Your First Data Flow - Filtering and Logging Bad Records in a CSV File

Let’s do a basic data flow

We’ll create a data flow that:

  • reads all records from a CSV file
  • checks whether they look valid
  • logs any invalid ones

Download and unpack (4.2 KB) to follow along. It contains the data flow and CSV file. Open the validate.dfl data flow file.

The flow reads a CSV file that contains movies starring Robert DeNiro. Every movie has a release year and a score in range of 0-100.

Year Score Title
1968 86 Greetings
1970 17 Bloody Mama
1970 73 Hi, Mom!
1971 40 Born to Win
1973 98 Mean Streets
1973 88 Bang the Drum Slowly
1974 97 The Godfather, Part II
1976 41 The Last Tycoon
1976 99 Taxi Driver

The flow performs the following checks:

  • verify the year is in range of 1960-2050
  • verify the score is in range of 0-100

If any of the rows fail these tests, they are redirected to a branch that logs the row and the error.

Running the flow

Run the flow by right-clicking some empty space in the flow and selecting Run… from the context menu.

Confirm to run with default settings. We have no parameters to pass or settings to adjust.

After running the flow we get the following result:

Looking at the run flow, you can click on hops to check which rows have passed through.
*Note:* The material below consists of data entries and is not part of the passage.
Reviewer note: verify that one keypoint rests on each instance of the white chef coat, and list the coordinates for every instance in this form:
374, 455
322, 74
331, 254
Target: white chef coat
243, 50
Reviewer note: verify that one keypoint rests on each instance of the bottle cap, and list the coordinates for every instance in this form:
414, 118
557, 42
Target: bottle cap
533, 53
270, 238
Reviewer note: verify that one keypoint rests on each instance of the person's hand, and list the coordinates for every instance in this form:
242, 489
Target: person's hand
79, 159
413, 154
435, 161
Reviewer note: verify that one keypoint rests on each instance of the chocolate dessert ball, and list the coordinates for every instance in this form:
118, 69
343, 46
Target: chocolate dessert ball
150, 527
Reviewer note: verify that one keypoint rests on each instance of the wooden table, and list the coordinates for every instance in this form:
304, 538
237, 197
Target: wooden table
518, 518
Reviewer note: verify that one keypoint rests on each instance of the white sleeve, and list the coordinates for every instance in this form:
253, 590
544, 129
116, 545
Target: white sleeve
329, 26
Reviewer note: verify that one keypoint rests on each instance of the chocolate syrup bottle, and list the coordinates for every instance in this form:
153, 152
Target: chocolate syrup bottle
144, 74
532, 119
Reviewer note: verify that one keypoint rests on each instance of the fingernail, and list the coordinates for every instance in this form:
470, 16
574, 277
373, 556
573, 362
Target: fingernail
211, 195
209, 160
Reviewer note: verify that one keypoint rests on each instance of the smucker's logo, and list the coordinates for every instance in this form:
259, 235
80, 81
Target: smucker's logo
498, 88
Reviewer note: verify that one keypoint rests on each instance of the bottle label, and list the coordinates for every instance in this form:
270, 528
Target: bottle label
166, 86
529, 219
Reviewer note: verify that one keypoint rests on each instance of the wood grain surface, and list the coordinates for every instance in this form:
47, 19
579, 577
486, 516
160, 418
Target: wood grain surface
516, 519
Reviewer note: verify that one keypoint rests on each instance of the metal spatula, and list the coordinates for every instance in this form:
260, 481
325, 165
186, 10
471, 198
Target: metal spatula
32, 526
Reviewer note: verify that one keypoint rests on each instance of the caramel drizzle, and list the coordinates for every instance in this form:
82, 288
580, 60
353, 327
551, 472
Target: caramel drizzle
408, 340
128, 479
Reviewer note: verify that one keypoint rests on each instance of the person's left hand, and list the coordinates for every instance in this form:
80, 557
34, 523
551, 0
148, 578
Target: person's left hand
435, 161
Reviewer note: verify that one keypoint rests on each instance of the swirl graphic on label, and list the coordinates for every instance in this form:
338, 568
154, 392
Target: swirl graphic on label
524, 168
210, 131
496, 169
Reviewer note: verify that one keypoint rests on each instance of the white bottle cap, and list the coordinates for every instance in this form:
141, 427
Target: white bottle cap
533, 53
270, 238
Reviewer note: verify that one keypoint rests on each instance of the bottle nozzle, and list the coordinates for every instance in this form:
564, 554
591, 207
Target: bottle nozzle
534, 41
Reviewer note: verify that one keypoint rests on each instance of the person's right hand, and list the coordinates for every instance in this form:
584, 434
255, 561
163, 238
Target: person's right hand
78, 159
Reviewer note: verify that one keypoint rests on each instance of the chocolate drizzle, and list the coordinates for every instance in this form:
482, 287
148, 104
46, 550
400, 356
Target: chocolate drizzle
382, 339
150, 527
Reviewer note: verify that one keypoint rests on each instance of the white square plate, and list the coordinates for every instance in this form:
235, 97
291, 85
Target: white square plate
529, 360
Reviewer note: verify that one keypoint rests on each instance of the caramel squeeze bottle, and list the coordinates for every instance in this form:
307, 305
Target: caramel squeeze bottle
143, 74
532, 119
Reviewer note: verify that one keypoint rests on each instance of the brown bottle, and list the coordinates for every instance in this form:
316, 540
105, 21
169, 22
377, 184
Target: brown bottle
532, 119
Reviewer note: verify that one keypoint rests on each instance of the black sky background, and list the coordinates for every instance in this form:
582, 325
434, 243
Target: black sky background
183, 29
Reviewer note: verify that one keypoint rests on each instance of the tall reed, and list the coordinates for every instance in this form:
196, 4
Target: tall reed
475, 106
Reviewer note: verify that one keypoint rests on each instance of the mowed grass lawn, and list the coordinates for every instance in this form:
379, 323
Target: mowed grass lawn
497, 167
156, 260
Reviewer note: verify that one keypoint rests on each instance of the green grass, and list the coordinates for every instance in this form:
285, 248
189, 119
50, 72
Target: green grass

These records have made it through the filter:

And these were diverted as invalid:

As you can see, dummy steps are useful as extra steps while building flows. If you connect them using an extra hop, you can inspect the output of the previous step.

Re-creating the demo flow from scratch

The following screencast video re-creates the demo file from start to finish:

If you’d rather follow written instructions: here we go!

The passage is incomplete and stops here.